Somerville performed 8 years with The Diamonds and had great success singing lead on all 16 of their Billboard hits, peaking with the song, “Little Darlin'” that for 8 weeks, remained at number 2 on the charts becoming the 3rd best selling single record of 1957. With multiple appearances on American Bandstand, The Perry Como and Steve Allen Shows and more, all combined to increase his visibllity.
In August 1961, Somerville exited The Diamonds, married Judy Corns of Evansville, IN and began a 6-year career as a folk “single” under the name David Troy. In 1967 his only son, David Orlando “Landa” Somerville (now also a singer/songwriter) was born. That same year Dave joined The Four Preps singing the bass part as the first replacement member for that group. In 1969 he concentrated on a folk/comedy act with a former member of The Four Preps, Bruce Belland. The duo, Belland & Somerville, appeared in concerts with Henry Mancini and Johnny Mathis and was a regular act on the CBS primetime TV comedy series “The Tim Conway Show”. From 1972-74 Somerville founded and performed with Keith Barbour and Gail Jensen in the group called WW Fancy. In the late 80s he again sang with original members of The Diamonds. He also returned to The Four Preps along with Bruce Belland and Ed Cobb of the original Four Preps and Jim Pike of The Lettermen, and organized another group called Somerville’s Diamonds. He studied acting with Leonard “Mr. Spock” Nimoy and has guest starred in many TV shows, including Star Trek: The Original Series. His song, “The Ballad of the Unknown Stuntman”, inspired the creation of the ABC television series “The Fall Guy” starring Lee Majors. With additional lyrics by the producer, Glen Larson, it became the show’s theme, as well as the iconic song about stuntmen. Somerville’s home was used as the set for the home of Colt Seavers (Lee Majors) in the television series.

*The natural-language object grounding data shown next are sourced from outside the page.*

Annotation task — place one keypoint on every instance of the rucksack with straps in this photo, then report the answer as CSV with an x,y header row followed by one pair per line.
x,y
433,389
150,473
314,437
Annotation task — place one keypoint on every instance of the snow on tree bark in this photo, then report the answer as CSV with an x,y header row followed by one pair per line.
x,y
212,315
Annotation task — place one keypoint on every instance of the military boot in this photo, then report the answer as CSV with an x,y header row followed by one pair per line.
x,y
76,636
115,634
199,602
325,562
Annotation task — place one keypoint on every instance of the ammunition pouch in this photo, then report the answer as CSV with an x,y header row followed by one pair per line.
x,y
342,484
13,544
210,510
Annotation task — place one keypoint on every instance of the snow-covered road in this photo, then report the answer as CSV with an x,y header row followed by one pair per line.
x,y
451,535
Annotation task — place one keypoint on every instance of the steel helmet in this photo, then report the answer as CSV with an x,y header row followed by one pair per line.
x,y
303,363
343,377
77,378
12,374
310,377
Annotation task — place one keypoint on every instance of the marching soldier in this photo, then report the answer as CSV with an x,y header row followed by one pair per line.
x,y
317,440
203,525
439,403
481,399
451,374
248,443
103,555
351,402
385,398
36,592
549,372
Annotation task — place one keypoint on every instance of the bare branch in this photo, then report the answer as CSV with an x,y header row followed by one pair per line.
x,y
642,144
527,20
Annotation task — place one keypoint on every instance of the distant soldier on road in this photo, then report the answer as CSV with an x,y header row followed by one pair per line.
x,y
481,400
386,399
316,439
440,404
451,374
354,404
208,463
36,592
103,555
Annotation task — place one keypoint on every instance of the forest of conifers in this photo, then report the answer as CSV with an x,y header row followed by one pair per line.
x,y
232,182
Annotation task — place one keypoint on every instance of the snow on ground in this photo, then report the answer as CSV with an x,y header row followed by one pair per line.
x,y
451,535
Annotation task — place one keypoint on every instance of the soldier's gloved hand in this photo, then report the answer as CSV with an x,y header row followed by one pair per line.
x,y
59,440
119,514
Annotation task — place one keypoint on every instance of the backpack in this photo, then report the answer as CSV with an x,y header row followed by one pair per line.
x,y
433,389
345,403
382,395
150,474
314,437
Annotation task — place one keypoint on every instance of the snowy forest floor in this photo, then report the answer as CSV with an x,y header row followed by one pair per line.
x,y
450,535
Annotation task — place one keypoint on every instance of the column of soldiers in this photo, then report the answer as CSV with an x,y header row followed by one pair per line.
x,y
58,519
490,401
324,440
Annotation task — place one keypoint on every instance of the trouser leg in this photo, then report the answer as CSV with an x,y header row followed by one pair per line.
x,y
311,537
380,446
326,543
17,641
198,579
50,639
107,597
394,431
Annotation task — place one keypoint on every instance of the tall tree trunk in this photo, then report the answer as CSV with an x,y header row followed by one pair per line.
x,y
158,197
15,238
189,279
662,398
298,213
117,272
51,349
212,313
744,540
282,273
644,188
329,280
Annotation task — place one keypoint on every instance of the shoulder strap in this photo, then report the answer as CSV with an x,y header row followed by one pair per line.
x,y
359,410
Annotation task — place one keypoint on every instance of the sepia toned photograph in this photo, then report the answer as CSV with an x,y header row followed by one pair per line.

With Bruce Belland, Somerville co-wrote “The Troublemaker” which became the title tune of 2 Willie Nelson albums. Also through the years Dave has been in demand as a voice-over artist in Hollywood.
In more recent ventures, Somerville sang in a later version of The Four Preps, “Triple Gold”, with Jim Yester of The Association and Bruce Belland. Occasionally, he still sings lead in his original group, The Diamonds, when they get together for oldies shows and PBS specials. His children’s album, “The Cosmic Adventures of Diamond Dave”, contains many original songs and has received critical acclaim. Dave performs his current themed act, "On The 1957 Rock & Roll Greyhound Bus”, which is based on rock and roll’s first major touring show, at Dick Clark’s American Bandstand Theatre in Branson, MO six days a week through 2008. He’s been honored in 4 musical Halls of Fame.